EX-5.1 3 tm2515034d2_ex5-1.htm EXHIBIT 5.1

Exhibit 5.1

 

 

 

May 15, 2025 

 

Interlink Electronics, Inc.
48389 Fremont Boulevard, Suite 110
Fremont, California 94538

 

Ladies and Gentlemen:

 

We have acted as counsel to Interlink Electronics, Inc., a Nevada corporation (the “Company”) in connection with the offering by the Company of shares of the Company’s common stock, par value $0.001 per share, with an aggregate offering price of up to $6,000,000 (the “Shares”), pursuant to (i) a Registration Statement on Form S-3 (File No. 333-283879) (the “Registration Statement”), filed with the Securities and Exchange Commission (the “Commission”) under the Securities Act of 1933, as amended (the “Securities Act”), (ii) the prospectus included within the Registration Statement (the “Base Prospectus”), and (iii) the prospectus supplement dated May 15, 2025, filed with the Commission pursuant to Rule 424(b) of the Rules and Regulations of the Securities Act (together with the Base Prospectus, the “Prospectus”).

 

The Shares are to be sold by the Company as described in the Prospectus and in accordance with the At-The-Market Issuance Sales Agreement, dated May 15, 2025, between the Company and Lake Street Capital Markets, LLC (the “Sales Agreement”).

 

In connection with this opinion, we have examined and relied upon (a) the Registration Statements and the Prospectus, (b) the Company’s Articles of Incorporation and By-laws, each as amended and currently in effect, (c) the Sales Agreement, and (d) the originals, or copies certified to our satisfaction, of such records, documents, certificates, opinions, memoranda and other instruments as in our judgment are necessary or appropriate to enable us to render the opinion expressed below.
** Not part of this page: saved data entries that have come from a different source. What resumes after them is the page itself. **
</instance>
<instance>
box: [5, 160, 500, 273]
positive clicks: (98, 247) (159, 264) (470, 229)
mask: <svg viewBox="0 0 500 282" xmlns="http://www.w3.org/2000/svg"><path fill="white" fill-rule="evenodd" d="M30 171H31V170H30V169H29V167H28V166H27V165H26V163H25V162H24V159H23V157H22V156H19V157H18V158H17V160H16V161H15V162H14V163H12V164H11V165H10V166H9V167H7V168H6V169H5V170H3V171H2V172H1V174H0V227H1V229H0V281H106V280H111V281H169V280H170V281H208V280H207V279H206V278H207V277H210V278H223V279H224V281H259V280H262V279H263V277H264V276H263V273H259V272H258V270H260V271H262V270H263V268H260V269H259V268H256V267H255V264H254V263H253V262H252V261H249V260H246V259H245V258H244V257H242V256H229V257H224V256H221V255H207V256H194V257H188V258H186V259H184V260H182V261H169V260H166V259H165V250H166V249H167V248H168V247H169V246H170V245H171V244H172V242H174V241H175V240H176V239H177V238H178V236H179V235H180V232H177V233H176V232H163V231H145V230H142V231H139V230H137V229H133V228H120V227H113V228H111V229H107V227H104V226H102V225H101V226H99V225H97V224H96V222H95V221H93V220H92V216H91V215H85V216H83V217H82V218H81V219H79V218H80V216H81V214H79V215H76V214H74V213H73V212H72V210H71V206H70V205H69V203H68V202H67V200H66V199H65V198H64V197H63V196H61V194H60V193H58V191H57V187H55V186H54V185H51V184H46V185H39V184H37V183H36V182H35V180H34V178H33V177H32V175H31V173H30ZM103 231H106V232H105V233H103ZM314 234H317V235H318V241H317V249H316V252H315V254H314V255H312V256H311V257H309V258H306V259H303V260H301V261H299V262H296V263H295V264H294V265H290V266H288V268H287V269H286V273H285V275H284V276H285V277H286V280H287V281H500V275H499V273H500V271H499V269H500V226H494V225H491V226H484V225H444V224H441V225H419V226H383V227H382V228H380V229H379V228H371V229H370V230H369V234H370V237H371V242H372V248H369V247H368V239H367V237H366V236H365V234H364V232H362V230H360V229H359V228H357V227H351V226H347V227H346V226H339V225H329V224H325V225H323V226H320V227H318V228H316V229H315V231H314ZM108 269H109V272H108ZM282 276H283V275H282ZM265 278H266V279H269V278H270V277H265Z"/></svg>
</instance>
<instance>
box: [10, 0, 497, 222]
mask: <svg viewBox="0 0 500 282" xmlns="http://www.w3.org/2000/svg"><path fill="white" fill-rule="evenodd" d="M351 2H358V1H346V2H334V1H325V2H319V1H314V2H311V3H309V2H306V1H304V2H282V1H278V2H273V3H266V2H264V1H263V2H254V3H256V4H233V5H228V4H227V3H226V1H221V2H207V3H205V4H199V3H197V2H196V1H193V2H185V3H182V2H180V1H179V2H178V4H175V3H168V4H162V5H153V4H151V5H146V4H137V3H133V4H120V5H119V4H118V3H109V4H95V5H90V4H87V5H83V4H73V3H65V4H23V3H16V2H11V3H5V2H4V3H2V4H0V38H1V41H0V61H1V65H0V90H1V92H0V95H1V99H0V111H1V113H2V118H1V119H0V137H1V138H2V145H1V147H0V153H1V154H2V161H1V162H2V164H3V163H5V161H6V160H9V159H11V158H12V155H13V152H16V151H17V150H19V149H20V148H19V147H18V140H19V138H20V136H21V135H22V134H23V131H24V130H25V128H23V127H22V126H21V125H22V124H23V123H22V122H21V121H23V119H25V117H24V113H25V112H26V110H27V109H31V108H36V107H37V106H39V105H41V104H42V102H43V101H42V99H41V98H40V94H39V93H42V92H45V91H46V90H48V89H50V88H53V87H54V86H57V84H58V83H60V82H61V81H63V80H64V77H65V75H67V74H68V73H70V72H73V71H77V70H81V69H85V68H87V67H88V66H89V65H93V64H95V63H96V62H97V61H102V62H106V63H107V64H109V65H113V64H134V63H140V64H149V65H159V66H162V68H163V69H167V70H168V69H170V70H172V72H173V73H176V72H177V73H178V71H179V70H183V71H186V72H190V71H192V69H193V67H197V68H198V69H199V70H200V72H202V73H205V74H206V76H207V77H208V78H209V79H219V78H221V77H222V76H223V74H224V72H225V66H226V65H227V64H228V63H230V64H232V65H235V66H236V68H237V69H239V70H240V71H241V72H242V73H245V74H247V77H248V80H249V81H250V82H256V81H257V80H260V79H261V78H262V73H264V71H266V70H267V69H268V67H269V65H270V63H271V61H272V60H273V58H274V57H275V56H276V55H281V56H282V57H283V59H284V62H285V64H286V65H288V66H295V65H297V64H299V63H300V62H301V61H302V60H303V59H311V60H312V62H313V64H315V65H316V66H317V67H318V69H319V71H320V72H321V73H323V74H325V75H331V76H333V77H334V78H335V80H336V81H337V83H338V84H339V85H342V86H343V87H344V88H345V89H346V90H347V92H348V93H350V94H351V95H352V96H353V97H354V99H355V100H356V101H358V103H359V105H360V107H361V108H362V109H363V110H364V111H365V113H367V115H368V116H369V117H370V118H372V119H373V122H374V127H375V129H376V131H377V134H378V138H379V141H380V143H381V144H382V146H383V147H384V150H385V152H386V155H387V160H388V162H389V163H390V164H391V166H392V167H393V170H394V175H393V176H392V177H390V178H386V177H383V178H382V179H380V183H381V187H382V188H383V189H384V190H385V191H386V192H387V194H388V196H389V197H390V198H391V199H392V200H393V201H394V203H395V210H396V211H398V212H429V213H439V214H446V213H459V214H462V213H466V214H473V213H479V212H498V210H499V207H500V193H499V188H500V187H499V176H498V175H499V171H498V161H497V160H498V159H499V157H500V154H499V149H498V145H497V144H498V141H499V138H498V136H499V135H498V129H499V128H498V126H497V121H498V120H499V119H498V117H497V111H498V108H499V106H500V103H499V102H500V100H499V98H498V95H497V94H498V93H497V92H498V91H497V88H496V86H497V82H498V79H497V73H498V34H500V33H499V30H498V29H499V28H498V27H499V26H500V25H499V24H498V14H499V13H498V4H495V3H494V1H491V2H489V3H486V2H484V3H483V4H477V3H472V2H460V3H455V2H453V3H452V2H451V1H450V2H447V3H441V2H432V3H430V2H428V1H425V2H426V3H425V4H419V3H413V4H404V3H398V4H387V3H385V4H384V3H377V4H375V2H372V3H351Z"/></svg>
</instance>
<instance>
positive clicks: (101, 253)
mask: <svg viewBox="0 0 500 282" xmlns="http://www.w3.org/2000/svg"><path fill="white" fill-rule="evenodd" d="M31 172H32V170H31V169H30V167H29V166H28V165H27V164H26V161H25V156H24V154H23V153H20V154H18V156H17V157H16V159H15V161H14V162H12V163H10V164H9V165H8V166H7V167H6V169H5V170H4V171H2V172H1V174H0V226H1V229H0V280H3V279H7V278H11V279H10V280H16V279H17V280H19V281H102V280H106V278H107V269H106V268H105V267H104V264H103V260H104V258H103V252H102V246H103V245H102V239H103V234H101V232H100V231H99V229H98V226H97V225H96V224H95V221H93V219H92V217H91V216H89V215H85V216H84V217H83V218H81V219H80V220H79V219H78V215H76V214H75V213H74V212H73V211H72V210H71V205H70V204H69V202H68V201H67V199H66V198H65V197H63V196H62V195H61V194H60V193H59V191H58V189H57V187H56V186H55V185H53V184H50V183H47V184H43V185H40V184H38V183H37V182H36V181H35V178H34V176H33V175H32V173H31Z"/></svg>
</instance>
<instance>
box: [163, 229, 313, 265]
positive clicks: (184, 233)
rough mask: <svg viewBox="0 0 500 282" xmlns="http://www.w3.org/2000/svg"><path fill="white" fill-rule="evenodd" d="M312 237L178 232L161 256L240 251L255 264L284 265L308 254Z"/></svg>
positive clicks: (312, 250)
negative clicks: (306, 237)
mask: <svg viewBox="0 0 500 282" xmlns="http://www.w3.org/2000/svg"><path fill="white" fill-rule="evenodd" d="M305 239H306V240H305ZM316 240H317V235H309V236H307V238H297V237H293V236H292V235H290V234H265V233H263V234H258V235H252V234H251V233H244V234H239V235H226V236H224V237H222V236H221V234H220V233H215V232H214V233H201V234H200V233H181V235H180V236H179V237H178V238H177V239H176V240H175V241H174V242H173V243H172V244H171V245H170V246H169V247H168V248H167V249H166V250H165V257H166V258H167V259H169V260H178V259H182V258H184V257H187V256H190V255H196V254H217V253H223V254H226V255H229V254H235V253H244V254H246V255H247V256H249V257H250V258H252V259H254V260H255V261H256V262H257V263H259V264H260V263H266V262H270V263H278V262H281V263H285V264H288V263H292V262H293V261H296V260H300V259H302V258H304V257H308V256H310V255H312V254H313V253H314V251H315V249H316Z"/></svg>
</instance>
As to certain factual matters, we have relied upon certificates of the officers of the Company and have not independently sought to verify such matters.

 

In rendering this opinion, we have assumed the genuineness and authenticity of all signatures on original documents; the authenticity of all documents submitted to us as originals; the conformity to originals of all documents submitted to us as copies; the accuracy, completeness and authenticity of certificates of public officials; and the due authorization, execution and delivery of all documents where authorization, execution and delivery are prerequisites to the effectiveness of such documents.

 

We have assumed (i) that the specific sale of Shares will be duly authorized by the Board of Directors of the Company in accordance with Chapter 78 of the Nevada Revised Statutes (the “NRS”) and (ii) that no more than 6,000,000 Shares will be sold.

 

Our opinion herein is expressed solely with respect to the federal laws of the United States and the NRS. Our opinion is based on these laws as in effect on the date hereof. We express no opinion as to whether the laws of any jurisdiction are applicable to the subject matter hereof. We are not rendering any opinion as to compliance with any federal or state law, rule or regulation relating to securities, or to the sale or issuance thereof.

 

15260 Ventura Boulevard, 20th Floor * Sherman Oaks, California 91403
office > 818.444.4500 * fax > 818.444.4520
1453 3rd Street Promenade, Suite 300 * Santa Monica, California 90401
office > 310.746.9800 * fax > 310.395.5292

 

 

 


Interlink Electronics, Inc.
May 15, 2025
Page 2

 

On the basis of the foregoing and in reliance thereon, and subject to the qualifications herein stated, we are of the opinion that the Shares have been duly authorized for issuance and, when issued and paid for in accordance with the terms and conditions of the Sales Agreement, the Shares will be validly issued, fully paid and nonassessable.

 

It is understood that this opinion is to be used only in connection with the offer and sale of the Shares while the Registration Statement is in effect and may not be used, quoted or relied upon for any other purpose nor may this opinion be furnished to, quoted to or relied upon by any other person or entity, for any purpose, without our prior written consent.

 

We hereby consent to the filing of this opinion in accordance with the requirements of Item 601(b)(5) of Regulation S-K under the Securities Act with the Commission as an exhibit to the Current Report on Form 8-K to be filed by the Company in connection with the issue and sale of the Shares and to the use of our name in the Prospectus under the caption “Legal Matters.”